“L’uso di animali a fini sperimentali è consentito nei casi in cui non esista un metodo alternativo soddisfacente” (Direttiva 2010/63/CE — protezione degli animali utilizzati a fini scientifici). Purtroppo di fatto non è sempre così. Vediamo un esempio significativo, il test dei pirogeni.
I pirogeni costituiscono un gruppo eterogeneo composto da contaminanti di origine microbica e non. Le sostanze pirogene nei prodotti farmaceutici possono indurre reazioni febbrili anche di grave entità mettendo a rischio la vita del paziente, pertanto, è essenziale garantire la loro totale assenza.
Per assicurare l’assenza di sostanze pirogene i metodi principalmente utilizzati sono il test dei pirogeni sui conigli (RPT) e il Limulus Amebocyte Lysate test. Entrambi i metodi sono limitati nella loro applicazione in quanto non possono fornire risultati validi in assoluto. Il RPT soffre di diverse limitazioni legate alla specie-specificità delle risposte e non è efficace per nuove importanti terapie come i prodotti cellulari [1], mentre il LAL test individua soltanto una classe di pirogeni (le endotossine (1)): in questo modo resta il rischio per i pazienti rappresentato dai pirogeni diversi dalle endotossine (es. esotossine (2)), i virus e i funghi. Inoltre entrambi i metodi impiegano animali vivi o derivati biologici. In particolare, il test RPT prevede l’infusione endovenosa delle sostanze da testare nei conigli e la registrazione seriale delle modifiche della temperatura corporea degli animali. Per questo test, che rappresenta attualmente il gold standard, vengono utilizzati circa 400 mila conigli all’anno in tutto il mondo [2-4].

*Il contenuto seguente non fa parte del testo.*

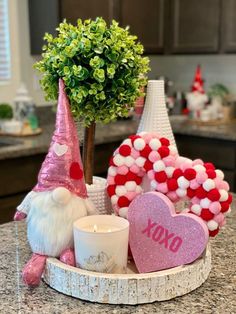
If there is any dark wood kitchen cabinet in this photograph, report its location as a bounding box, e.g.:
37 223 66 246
120 0 165 53
167 0 221 53
221 0 236 53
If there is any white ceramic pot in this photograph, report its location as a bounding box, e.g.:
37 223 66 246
86 176 112 215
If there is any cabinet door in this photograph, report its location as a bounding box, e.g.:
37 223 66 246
60 0 113 24
221 0 236 52
169 0 220 53
28 0 59 55
120 0 166 53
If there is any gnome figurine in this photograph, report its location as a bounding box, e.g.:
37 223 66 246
14 79 96 286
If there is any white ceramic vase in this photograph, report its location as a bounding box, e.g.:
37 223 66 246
137 80 176 147
86 176 112 215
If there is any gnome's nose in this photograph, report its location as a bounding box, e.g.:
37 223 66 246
52 187 71 205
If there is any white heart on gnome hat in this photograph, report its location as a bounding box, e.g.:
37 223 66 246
53 143 68 157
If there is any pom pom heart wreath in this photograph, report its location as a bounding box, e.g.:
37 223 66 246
107 132 232 236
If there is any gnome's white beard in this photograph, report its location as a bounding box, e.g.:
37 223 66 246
27 191 87 257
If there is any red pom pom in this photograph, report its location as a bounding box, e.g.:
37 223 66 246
70 162 83 180
143 159 153 172
117 196 130 207
134 176 143 185
140 144 152 158
196 186 207 199
157 146 170 158
207 189 220 202
172 169 183 179
129 135 141 144
220 201 229 213
107 185 116 197
109 156 116 167
209 228 219 237
184 169 197 180
126 171 137 181
201 208 214 221
114 174 127 185
227 194 233 204
155 171 167 183
187 188 196 198
167 179 178 191
206 169 216 179
159 137 170 146
204 162 215 170
119 145 131 157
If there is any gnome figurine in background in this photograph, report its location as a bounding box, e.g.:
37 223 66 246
186 65 208 119
14 79 96 286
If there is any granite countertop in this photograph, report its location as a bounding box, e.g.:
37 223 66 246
0 116 236 160
0 196 236 314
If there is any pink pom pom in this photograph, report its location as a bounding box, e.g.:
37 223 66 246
166 191 179 203
130 164 139 173
190 179 200 190
148 151 161 163
193 159 204 166
107 176 115 185
191 196 200 204
117 166 129 175
163 156 175 167
157 182 168 194
147 170 155 180
130 148 140 159
125 192 137 201
196 172 208 184
209 202 221 215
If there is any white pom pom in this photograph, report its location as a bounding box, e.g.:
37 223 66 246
191 204 202 215
215 169 225 180
219 190 229 202
52 186 71 205
169 145 178 155
202 179 216 192
135 185 143 194
122 138 132 147
108 166 117 177
150 180 157 190
125 156 134 167
137 131 147 136
116 185 127 196
176 189 187 197
207 220 219 231
113 154 125 167
200 197 211 208
125 181 137 192
153 160 166 172
165 167 175 178
134 138 146 150
149 138 161 150
177 176 190 190
119 207 129 218
135 157 146 168
193 165 206 173
111 195 119 205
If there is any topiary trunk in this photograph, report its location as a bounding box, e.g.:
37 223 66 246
83 122 96 184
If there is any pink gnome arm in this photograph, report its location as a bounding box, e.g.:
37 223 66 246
14 191 36 221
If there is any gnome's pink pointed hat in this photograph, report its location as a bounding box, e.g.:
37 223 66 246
33 79 87 198
192 65 205 94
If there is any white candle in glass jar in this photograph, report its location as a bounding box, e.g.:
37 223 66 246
74 215 129 273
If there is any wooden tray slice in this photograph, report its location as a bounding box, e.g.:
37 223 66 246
44 245 211 304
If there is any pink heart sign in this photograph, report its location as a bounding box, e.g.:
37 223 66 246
128 192 209 273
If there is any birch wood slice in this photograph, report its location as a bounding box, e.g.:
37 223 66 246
44 245 211 304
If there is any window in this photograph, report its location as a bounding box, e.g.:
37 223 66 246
0 0 11 83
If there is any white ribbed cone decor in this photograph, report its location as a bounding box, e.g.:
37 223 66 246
137 80 176 147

Il saggio del lisato di amebociti di limulus LAL si basa sulla coagulazione dell’emolinfa (3) dei limuli (Limulus polyphemus), degli artropodi simili ai granchi. Anche se non si tratta propriamente di un test in vivo ed il limulo non rientra nella definizione di “animale” per la Direttiva Europea (4), il LAL ha un elevato impatto ecologico. L’impiego su larga scala del test LAL in vitro richiede infatti una notevole produzione di lisato e ciò determina ancora oggi il prelievo di massa dell’emolinfa dagli individui vivi. L’emolinfa, materia prima del test, viene estratta dai limuli, senza provocarne la morte. Esemplari selvatici vengono catturati e portati nei laboratori. Il 30% dell’emolinfa degli animali viene drenata attraverso un ago inserito nel cuore [5]. Quando il processo è completo, i granchi vengono restituiti al mare. Dal 10 al 30 per cento dei soggetti utilizzati muore, mentre molti manifestano alterazioni fisiologiche e comportamentali, con conseguenze sulla riproduzione ed impatto negativo sulla conservazione della specie. Vengono prelevati oltre 500 mila animali annualmente e la specie è in declino nelle zone di prelievo [6,7].
Monocyte Activation Test (MAT): il test human-based
Nel 2010 è stato introdotto nella farmacopea europea (EP capitolo 2.6.30) il Monocyte Activation Test o test di attivazione monocitaria (MAT). Il MAT permette la determinazione dell’attività pirogena di una soluzione o di una sospensione, quantificando la produzione di interleuchine (5), da parte di monociti (6) umani o linee cellulari ingegnerizzate. Il MAT riproduce in vitro la risposta immunitaria umana, indotta dalla presenza di pirogeni. Il test è stato sottoposto ad una validazione internazionale, coordinata da ECVAM, il centro europeo di riferimento per la validazione dei metodi alternativi, nel 2005 [8].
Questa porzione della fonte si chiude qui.